What is a shell and why should I care?

A shell is a computer program that presents a command line interface which allows you to control your computer using commands entered with a keyboard instead of controlling graphical user interfaces (GUIs) with a mouse/keyboard/touchscreen combination.

There are many reasons to learn about the shell:

In this lesson you will learn how to use the command line interface to move around in your file system.



Accessing the remote server

To save time, we are going to be working on a remote server where all the necessary data and software are available. When we say a ‘remote sever’, we are talking about a computer that is not the one you are working on right now. You will create a secure connection with the workshop remote server where everything is prepared for the lesson. We will learn the basics of the shell by manipulating some data files. Some of these files are very large, and would take time to download to your computer. We will also be using several bioinformatic packages in later lessons and installing all of the software would take up time even more time. A ‘ready-to-go’ sever let’s us focus on learning.

This section will be done slightly differently depending on if you’re using a Windows or Unix computer. Here is a drop-down menu to select the appropriate instructions for connecting to the AWS instance.

Please select the platform you wish to use for the exercises:

On a Mac or Linux computer, open up a terminal where you’ll proceed with some commands.
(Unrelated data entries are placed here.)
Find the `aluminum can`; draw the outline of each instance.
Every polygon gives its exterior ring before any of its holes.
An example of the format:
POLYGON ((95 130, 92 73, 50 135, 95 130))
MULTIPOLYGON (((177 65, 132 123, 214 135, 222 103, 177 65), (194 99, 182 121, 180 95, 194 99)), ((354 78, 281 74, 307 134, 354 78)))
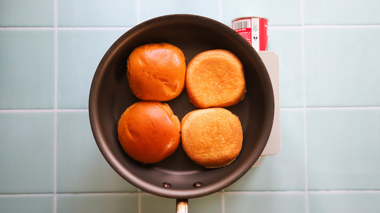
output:
POLYGON ((232 29, 240 34, 256 51, 268 50, 268 19, 247 17, 232 21, 232 29))

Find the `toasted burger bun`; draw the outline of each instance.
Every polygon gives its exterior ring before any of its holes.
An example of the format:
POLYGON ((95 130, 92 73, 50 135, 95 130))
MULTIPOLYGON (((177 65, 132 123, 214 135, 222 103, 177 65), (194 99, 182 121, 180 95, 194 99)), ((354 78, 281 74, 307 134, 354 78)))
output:
POLYGON ((141 100, 168 101, 178 96, 185 87, 185 55, 171 44, 136 48, 128 57, 127 67, 131 90, 141 100))
POLYGON ((190 101, 199 108, 234 105, 246 91, 243 65, 224 50, 196 55, 188 65, 185 83, 190 101))
POLYGON ((182 147, 196 163, 206 168, 233 161, 243 144, 243 130, 236 115, 223 108, 192 111, 182 120, 182 147))
POLYGON ((117 125, 125 152, 143 163, 159 162, 172 154, 181 140, 181 123, 166 104, 142 101, 128 107, 117 125))

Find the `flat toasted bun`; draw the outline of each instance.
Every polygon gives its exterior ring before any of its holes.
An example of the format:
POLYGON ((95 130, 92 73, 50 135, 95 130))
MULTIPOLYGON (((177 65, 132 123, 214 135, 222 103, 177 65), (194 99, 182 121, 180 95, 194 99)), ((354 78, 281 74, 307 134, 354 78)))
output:
POLYGON ((223 108, 196 109, 181 121, 182 147, 196 163, 206 168, 227 166, 240 152, 243 130, 239 118, 223 108))
POLYGON ((242 63, 224 50, 196 55, 188 65, 185 84, 190 101, 198 108, 234 105, 246 92, 242 63))
POLYGON ((119 120, 121 146, 143 163, 159 162, 172 154, 181 141, 181 123, 166 104, 142 101, 128 107, 119 120))
POLYGON ((185 55, 170 44, 136 48, 128 56, 127 68, 131 90, 143 100, 168 101, 178 96, 185 87, 185 55))

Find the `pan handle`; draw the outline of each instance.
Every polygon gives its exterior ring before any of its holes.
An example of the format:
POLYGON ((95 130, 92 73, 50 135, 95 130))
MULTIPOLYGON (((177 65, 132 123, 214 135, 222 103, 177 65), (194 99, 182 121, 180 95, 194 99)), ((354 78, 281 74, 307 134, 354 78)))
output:
POLYGON ((188 199, 177 199, 177 213, 188 213, 188 199))

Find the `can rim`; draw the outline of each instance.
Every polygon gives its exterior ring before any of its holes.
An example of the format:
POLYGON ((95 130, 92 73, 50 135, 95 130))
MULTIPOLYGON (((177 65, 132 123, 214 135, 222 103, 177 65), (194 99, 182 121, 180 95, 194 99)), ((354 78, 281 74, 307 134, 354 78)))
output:
POLYGON ((260 17, 260 16, 245 16, 245 17, 240 17, 240 18, 234 18, 231 21, 231 22, 234 22, 234 21, 235 21, 236 20, 237 20, 244 19, 247 19, 247 18, 262 18, 262 19, 266 19, 267 21, 269 21, 269 20, 268 19, 268 18, 266 18, 265 17, 260 17))

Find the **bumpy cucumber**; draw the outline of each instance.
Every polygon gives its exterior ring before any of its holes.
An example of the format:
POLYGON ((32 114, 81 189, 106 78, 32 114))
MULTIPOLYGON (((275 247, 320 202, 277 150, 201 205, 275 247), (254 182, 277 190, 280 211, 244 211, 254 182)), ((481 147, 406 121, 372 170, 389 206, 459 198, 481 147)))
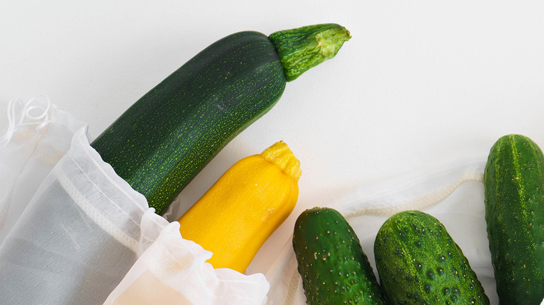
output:
POLYGON ((293 247, 308 304, 386 304, 358 237, 335 210, 302 212, 295 223, 293 247))
POLYGON ((270 38, 255 31, 227 36, 138 100, 91 146, 162 214, 227 143, 271 109, 287 81, 333 57, 350 37, 334 24, 270 38))
POLYGON ((378 231, 374 251, 390 304, 489 304, 461 249, 427 213, 391 217, 378 231))
POLYGON ((520 134, 499 139, 484 174, 485 221, 501 304, 544 298, 544 155, 520 134))

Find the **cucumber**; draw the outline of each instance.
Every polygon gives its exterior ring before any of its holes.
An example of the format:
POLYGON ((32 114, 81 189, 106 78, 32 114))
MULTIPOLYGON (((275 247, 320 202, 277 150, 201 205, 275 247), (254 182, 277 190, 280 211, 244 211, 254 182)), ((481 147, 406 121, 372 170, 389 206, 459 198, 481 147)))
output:
POLYGON ((156 213, 162 214, 234 136, 270 110, 283 93, 286 72, 296 78, 303 67, 334 56, 351 37, 334 24, 271 36, 275 43, 255 31, 216 42, 136 101, 91 143, 156 213))
POLYGON ((303 212, 293 248, 308 304, 386 304, 358 237, 335 210, 303 212))
POLYGON ((520 134, 501 136, 484 173, 485 221, 501 304, 544 298, 544 156, 520 134))
POLYGON ((390 304, 489 304, 461 249, 436 218, 420 211, 389 217, 374 244, 390 304))

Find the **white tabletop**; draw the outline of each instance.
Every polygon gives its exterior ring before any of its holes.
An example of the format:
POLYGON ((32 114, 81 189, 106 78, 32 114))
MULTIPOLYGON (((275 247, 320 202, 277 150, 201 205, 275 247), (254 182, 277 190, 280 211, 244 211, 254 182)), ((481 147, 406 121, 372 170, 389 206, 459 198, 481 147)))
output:
POLYGON ((46 94, 88 122, 91 138, 227 35, 328 22, 351 31, 206 166, 182 192, 188 203, 279 140, 302 164, 296 213, 374 181, 485 159, 506 134, 544 146, 541 1, 61 2, 0 3, 0 105, 46 94))

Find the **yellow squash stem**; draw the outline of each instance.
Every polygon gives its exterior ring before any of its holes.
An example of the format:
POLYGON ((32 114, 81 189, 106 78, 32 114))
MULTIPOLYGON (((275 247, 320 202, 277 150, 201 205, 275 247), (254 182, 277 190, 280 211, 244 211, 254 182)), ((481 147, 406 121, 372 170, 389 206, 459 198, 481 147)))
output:
POLYGON ((300 162, 277 142, 235 163, 181 217, 181 236, 213 252, 215 268, 243 272, 299 198, 300 162))

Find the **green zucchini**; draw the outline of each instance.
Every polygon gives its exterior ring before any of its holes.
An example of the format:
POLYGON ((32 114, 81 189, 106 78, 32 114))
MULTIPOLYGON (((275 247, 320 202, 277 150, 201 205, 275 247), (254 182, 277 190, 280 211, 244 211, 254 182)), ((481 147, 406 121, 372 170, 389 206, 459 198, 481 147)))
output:
POLYGON ((485 221, 501 304, 544 298, 544 155, 529 138, 493 145, 484 173, 485 221))
POLYGON ((293 248, 308 304, 386 304, 358 237, 335 210, 303 212, 293 248))
POLYGON ((420 211, 389 217, 374 244, 390 304, 489 304, 461 249, 436 218, 420 211))
POLYGON ((342 26, 327 24, 271 37, 273 43, 261 33, 243 31, 216 42, 91 143, 156 213, 162 214, 229 141, 270 110, 287 81, 334 56, 351 36, 342 26))

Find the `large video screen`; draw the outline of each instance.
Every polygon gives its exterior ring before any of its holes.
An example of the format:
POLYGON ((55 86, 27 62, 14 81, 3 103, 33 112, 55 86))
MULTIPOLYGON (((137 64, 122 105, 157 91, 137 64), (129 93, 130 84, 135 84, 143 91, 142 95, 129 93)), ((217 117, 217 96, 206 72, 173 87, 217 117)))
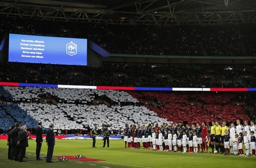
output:
POLYGON ((87 65, 87 40, 10 34, 9 61, 87 65))

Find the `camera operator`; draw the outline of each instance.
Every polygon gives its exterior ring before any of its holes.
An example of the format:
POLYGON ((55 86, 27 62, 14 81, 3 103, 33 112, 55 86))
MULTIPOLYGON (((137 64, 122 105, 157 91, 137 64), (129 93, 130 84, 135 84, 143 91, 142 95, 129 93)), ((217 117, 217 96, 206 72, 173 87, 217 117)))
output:
POLYGON ((108 145, 108 148, 109 148, 109 135, 110 134, 110 132, 108 129, 108 126, 106 126, 103 129, 103 146, 102 148, 105 147, 106 146, 106 141, 107 141, 107 145, 108 145))

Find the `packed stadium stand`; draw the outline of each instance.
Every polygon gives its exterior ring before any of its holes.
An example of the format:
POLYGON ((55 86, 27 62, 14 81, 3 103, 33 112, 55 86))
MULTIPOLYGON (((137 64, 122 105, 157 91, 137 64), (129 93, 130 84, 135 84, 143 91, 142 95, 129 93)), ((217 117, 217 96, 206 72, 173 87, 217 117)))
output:
POLYGON ((176 87, 253 87, 255 69, 224 66, 186 67, 106 64, 102 67, 9 62, 0 67, 0 81, 85 85, 176 87))
MULTIPOLYGON (((255 56, 256 49, 253 24, 244 26, 194 24, 158 26, 1 19, 0 35, 7 40, 11 33, 85 38, 114 54, 232 57, 255 56)), ((101 67, 92 67, 1 62, 0 82, 181 88, 256 86, 256 68, 252 63, 232 69, 230 65, 171 63, 103 62, 101 67)), ((84 129, 93 125, 100 128, 105 123, 110 123, 111 128, 119 129, 125 123, 191 123, 213 119, 233 122, 238 118, 255 117, 254 96, 242 100, 232 93, 16 87, 4 87, 0 91, 4 102, 1 104, 0 110, 2 129, 22 121, 30 128, 42 120, 46 125, 53 122, 57 128, 62 130, 84 129), (51 117, 44 118, 46 114, 51 117)))
POLYGON ((88 39, 112 53, 241 56, 255 54, 254 38, 252 38, 255 36, 255 28, 252 24, 245 25, 242 28, 233 24, 159 28, 146 25, 67 24, 4 18, 0 30, 2 34, 88 39))
POLYGON ((25 121, 22 124, 29 128, 35 128, 37 121, 45 125, 53 123, 62 130, 93 126, 101 128, 106 123, 111 129, 119 130, 125 124, 167 122, 145 106, 136 105, 138 101, 124 91, 4 87, 1 93, 8 102, 1 104, 1 118, 8 119, 0 123, 2 129, 8 129, 15 121, 25 121), (100 104, 104 99, 108 105, 100 104))
POLYGON ((2 129, 21 121, 30 128, 34 128, 36 121, 40 120, 46 125, 53 123, 62 130, 84 130, 94 125, 100 128, 105 123, 118 130, 126 123, 192 123, 213 119, 233 122, 238 118, 250 120, 248 114, 254 116, 250 114, 253 109, 246 109, 244 104, 238 103, 251 102, 252 98, 242 99, 232 94, 7 86, 2 87, 1 93, 2 129))

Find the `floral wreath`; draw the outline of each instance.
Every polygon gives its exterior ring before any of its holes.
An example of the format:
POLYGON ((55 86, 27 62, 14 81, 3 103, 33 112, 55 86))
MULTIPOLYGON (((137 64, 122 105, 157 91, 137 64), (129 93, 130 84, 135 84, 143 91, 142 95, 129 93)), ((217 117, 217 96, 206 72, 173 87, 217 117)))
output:
MULTIPOLYGON (((47 155, 46 154, 45 155, 44 155, 44 158, 46 158, 47 157, 47 155)), ((53 156, 52 156, 52 158, 53 158, 53 156)))
POLYGON ((58 161, 68 161, 68 159, 67 159, 65 157, 60 157, 58 159, 58 161))
POLYGON ((85 158, 85 156, 83 155, 79 154, 78 154, 77 155, 76 155, 75 156, 75 158, 76 158, 77 159, 80 159, 80 158, 85 158))

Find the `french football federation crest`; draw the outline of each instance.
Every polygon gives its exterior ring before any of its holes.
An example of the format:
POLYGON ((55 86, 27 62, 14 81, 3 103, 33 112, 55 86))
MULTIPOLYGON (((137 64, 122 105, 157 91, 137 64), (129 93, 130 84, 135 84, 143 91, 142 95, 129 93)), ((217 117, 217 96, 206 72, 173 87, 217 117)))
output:
POLYGON ((67 44, 66 53, 70 56, 74 55, 77 53, 76 44, 71 42, 67 44))

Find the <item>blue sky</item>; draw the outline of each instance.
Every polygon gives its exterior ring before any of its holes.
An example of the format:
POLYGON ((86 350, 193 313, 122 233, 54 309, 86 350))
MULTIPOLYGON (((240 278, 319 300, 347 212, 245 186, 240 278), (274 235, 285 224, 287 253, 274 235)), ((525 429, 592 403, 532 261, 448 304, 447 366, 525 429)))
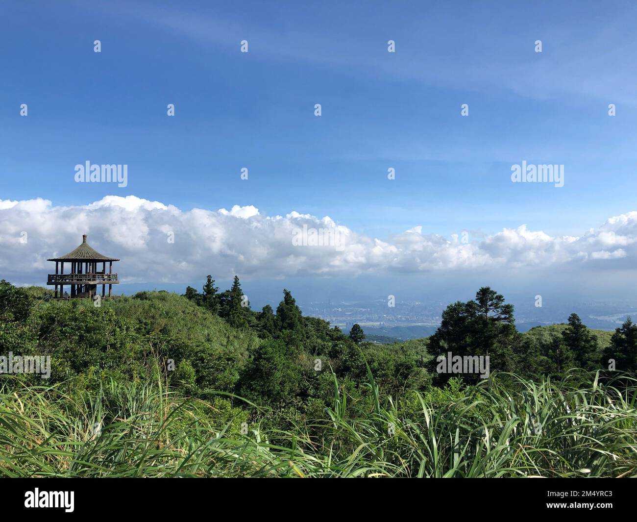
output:
POLYGON ((0 198, 253 205, 378 237, 633 210, 634 3, 3 3, 0 198), (522 159, 564 187, 511 183, 522 159), (75 183, 86 160, 128 186, 75 183))
POLYGON ((0 272, 41 284, 44 260, 88 232, 130 283, 363 274, 385 293, 399 275, 471 293, 501 276, 531 296, 582 281, 624 296, 636 15, 631 1, 3 3, 0 272), (87 161, 127 164, 127 186, 76 183, 87 161), (512 183, 523 161, 564 164, 564 187, 512 183), (268 221, 292 211, 311 215, 268 221), (347 249, 290 249, 324 216, 347 249), (453 242, 462 231, 471 245, 453 242))

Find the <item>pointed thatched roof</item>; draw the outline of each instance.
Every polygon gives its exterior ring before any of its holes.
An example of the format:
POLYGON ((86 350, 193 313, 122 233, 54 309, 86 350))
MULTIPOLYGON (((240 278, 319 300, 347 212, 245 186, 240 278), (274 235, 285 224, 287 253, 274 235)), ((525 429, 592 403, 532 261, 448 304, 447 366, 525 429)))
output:
POLYGON ((115 257, 103 256, 96 250, 91 248, 86 242, 86 234, 82 236, 82 238, 83 240, 82 245, 73 252, 69 252, 66 256, 54 257, 52 259, 48 259, 48 261, 119 261, 115 257))

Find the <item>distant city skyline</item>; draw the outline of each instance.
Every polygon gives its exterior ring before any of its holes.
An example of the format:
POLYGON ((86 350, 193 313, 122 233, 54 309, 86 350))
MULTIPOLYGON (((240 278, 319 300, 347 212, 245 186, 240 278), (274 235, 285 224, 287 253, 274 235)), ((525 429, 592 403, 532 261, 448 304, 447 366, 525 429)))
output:
POLYGON ((434 3, 3 4, 0 277, 629 299, 637 5, 434 3))

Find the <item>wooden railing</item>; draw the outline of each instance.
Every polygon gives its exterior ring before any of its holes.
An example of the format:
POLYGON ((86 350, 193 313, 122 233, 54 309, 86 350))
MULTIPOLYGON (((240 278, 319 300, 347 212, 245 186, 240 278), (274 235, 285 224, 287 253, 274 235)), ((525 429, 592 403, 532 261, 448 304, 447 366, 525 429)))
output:
POLYGON ((47 284, 71 284, 75 283, 117 284, 117 273, 50 273, 47 284))

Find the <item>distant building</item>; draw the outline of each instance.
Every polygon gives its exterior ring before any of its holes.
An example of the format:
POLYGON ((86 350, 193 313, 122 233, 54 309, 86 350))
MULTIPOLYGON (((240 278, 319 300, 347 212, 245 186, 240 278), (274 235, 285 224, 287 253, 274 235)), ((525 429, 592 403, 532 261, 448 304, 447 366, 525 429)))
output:
POLYGON ((119 259, 103 256, 89 246, 86 242, 86 234, 82 236, 82 244, 73 252, 47 260, 55 262, 55 273, 50 273, 47 281, 47 284, 55 286, 55 298, 58 296, 58 289, 60 297, 64 297, 64 285, 70 286, 71 298, 92 298, 97 293, 97 286, 101 285, 102 297, 104 297, 107 284, 108 296, 110 297, 113 285, 119 283, 117 274, 113 273, 113 261, 119 259), (64 273, 65 263, 71 265, 71 271, 68 273, 64 273), (97 263, 102 264, 101 270, 98 271, 97 263))

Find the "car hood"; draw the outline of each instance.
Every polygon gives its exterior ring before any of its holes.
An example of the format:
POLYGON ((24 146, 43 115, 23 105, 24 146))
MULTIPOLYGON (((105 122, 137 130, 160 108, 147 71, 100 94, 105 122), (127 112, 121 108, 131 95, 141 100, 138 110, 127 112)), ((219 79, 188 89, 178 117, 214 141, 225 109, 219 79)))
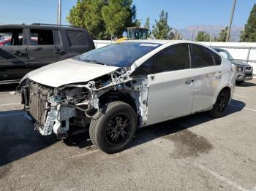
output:
POLYGON ((32 71, 24 78, 29 77, 39 84, 58 87, 67 84, 88 82, 118 69, 67 59, 32 71))
POLYGON ((240 61, 230 61, 230 63, 232 63, 233 64, 236 65, 236 66, 241 66, 241 67, 252 66, 251 65, 249 65, 248 63, 240 62, 240 61))

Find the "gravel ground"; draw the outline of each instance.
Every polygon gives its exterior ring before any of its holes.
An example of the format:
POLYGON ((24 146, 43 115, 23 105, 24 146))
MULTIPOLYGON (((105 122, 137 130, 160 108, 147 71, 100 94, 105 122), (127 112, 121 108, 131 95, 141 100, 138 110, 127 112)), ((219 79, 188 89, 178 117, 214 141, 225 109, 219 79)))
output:
POLYGON ((40 136, 15 88, 0 86, 0 190, 256 190, 256 79, 236 87, 224 117, 142 128, 114 155, 87 133, 40 136))

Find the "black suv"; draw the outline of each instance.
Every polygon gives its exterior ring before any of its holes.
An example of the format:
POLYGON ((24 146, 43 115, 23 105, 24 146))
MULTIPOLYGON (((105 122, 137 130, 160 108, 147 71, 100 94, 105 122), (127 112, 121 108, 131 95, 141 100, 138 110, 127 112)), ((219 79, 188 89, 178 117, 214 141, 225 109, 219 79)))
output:
POLYGON ((48 24, 0 26, 0 84, 95 48, 83 28, 48 24))

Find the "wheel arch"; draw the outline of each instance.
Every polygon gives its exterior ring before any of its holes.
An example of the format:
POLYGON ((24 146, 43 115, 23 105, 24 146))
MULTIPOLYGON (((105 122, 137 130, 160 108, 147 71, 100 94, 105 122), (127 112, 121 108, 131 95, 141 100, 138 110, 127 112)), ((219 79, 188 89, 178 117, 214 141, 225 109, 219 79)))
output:
POLYGON ((213 103, 212 103, 213 105, 215 104, 216 100, 217 100, 217 98, 218 97, 218 95, 223 90, 227 91, 227 93, 228 94, 228 100, 229 100, 229 101, 230 101, 230 98, 231 98, 231 87, 229 85, 225 85, 222 86, 221 88, 219 88, 219 90, 217 92, 217 94, 215 95, 214 98, 213 100, 213 103))
POLYGON ((121 93, 117 90, 110 90, 105 93, 99 98, 99 106, 104 105, 106 103, 120 101, 123 101, 132 107, 136 114, 138 114, 138 108, 136 104, 135 99, 128 92, 121 93))

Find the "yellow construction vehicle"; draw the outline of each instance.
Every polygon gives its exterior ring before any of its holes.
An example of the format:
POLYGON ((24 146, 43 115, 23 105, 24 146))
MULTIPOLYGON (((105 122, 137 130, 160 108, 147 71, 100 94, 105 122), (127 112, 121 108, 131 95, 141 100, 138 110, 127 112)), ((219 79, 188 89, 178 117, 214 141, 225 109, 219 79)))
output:
POLYGON ((121 42, 125 40, 134 40, 134 39, 148 39, 148 29, 139 26, 127 27, 127 36, 124 35, 123 37, 116 40, 116 42, 121 42))

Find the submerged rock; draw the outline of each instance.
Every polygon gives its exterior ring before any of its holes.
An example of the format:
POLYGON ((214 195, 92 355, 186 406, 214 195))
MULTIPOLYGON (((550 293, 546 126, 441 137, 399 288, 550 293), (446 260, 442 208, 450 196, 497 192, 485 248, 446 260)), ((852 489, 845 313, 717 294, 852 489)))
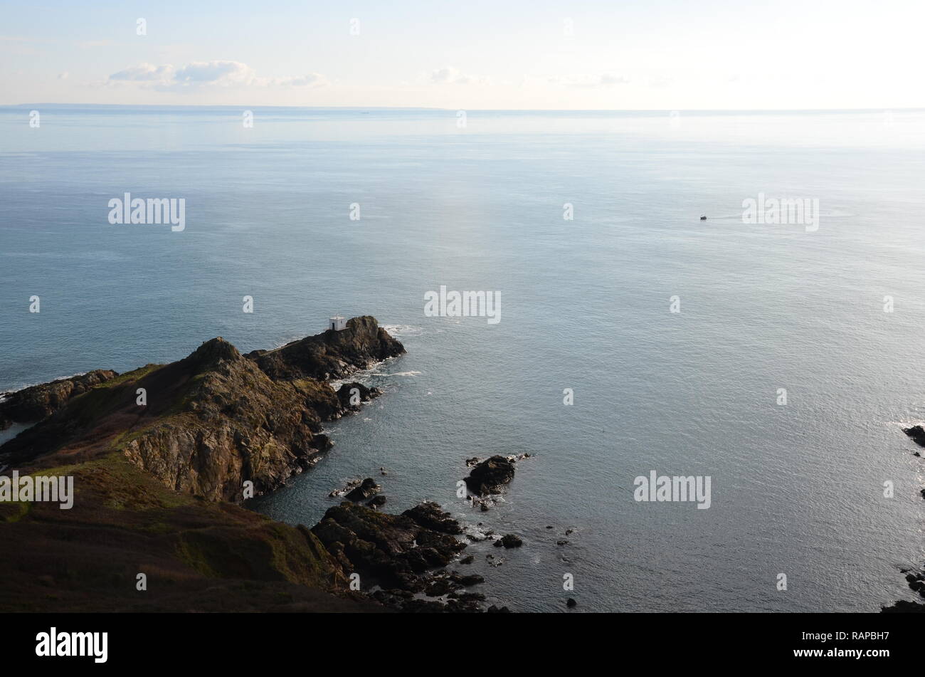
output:
POLYGON ((912 437, 912 441, 919 447, 925 447, 925 428, 921 425, 913 425, 911 428, 903 428, 903 432, 912 437))

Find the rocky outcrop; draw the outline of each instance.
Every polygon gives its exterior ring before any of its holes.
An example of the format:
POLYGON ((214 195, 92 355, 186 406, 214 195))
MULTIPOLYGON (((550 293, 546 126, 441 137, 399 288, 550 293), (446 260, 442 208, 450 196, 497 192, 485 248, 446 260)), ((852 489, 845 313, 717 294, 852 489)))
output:
POLYGON ((61 409, 71 398, 117 375, 109 369, 96 369, 70 378, 0 393, 0 430, 8 428, 13 423, 41 421, 61 409))
POLYGON ((524 540, 520 536, 514 535, 513 534, 505 534, 497 541, 495 541, 495 548, 500 548, 501 546, 504 546, 507 548, 520 548, 523 545, 524 545, 524 540))
POLYGON ((514 478, 514 464, 504 456, 492 456, 473 467, 465 478, 466 486, 474 494, 497 494, 514 478))
POLYGON ((925 447, 925 428, 921 425, 913 425, 910 428, 903 428, 903 432, 912 437, 912 441, 919 447, 925 447))
POLYGON ((377 398, 382 390, 377 388, 366 388, 362 383, 345 383, 338 388, 338 401, 344 411, 357 412, 363 402, 368 402, 377 398))
POLYGON ((404 346, 375 317, 364 315, 348 320, 347 328, 340 331, 328 329, 275 351, 249 352, 247 357, 274 380, 329 380, 404 351, 404 346))
POLYGON ((382 491, 382 487, 376 484, 376 480, 367 477, 360 483, 359 486, 354 486, 345 497, 347 500, 358 501, 370 499, 382 491))
POLYGON ((345 572, 359 573, 362 586, 405 593, 424 592, 428 570, 445 567, 466 546, 462 532, 436 503, 423 503, 401 515, 344 502, 329 508, 313 533, 345 572))
MULTIPOLYGON (((331 344, 323 355, 337 356, 339 373, 404 350, 372 317, 296 343, 315 345, 314 339, 331 344), (326 338, 331 334, 338 336, 326 338)), ((288 363, 279 360, 271 363, 288 363)), ((72 397, 0 447, 0 462, 42 468, 115 450, 174 490, 240 502, 248 489, 253 496, 272 491, 316 462, 330 447, 322 422, 349 411, 327 383, 270 374, 279 372, 265 371, 257 360, 213 338, 183 360, 148 365, 72 397)))

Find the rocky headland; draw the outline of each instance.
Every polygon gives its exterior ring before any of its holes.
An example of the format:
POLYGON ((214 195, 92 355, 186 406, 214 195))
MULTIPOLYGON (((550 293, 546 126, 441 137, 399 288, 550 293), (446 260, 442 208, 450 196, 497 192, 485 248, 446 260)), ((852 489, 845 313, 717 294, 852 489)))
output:
POLYGON ((344 501, 312 529, 238 505, 311 467, 331 446, 322 424, 380 394, 330 379, 403 352, 356 317, 274 351, 218 338, 168 364, 6 394, 0 424, 34 425, 0 447, 3 473, 70 475, 75 497, 67 511, 0 502, 17 544, 0 551, 0 609, 478 610, 465 588, 481 578, 445 569, 466 544, 436 504, 383 512, 370 478, 347 498, 371 505, 344 501))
On a Mac, you can search for ‘Terminal’ and select the application with that name.

After you’re in the terminal, you can enter the command to connect to the AWS instance:

ssh <username>@bfx-workshop01.med.umich.edu

You will need to enter the password that you were provided before the workshop.

Note: As you type your password, nothing on the screen will change - no * characters will show up, etc. After you press enter, you’ll receive a response.

If you haven’t connected to the remote system previously, you’ll see a message like the following:

The authenticity of host 'bfx-workshop01.med.umich.edu (50.17.210.255)' can't be established.
ECDSA key fingerprint is SHA256:na9lJaGIE5QFy7yDcaMVrcbkIWBfCDL3krj2Wpiie2c.
Are you sure you want to continue connecting (yes/no/[fingerprint])?

Type yes and press enter, and then you will proceed logging in.

On a Windows machine, go to your start menu/search and enter the term ‘cmd’; Select the ‘Command Prompt’ application and it should start the shell. The shell should say something like C:\Users\your-pc-username>.

Then you can use the ssh command to connect to the AWS instance:

ssh <username>@bfx-workshop01.med.umich.edu

You will need to enter the password that you were provided before the workshop.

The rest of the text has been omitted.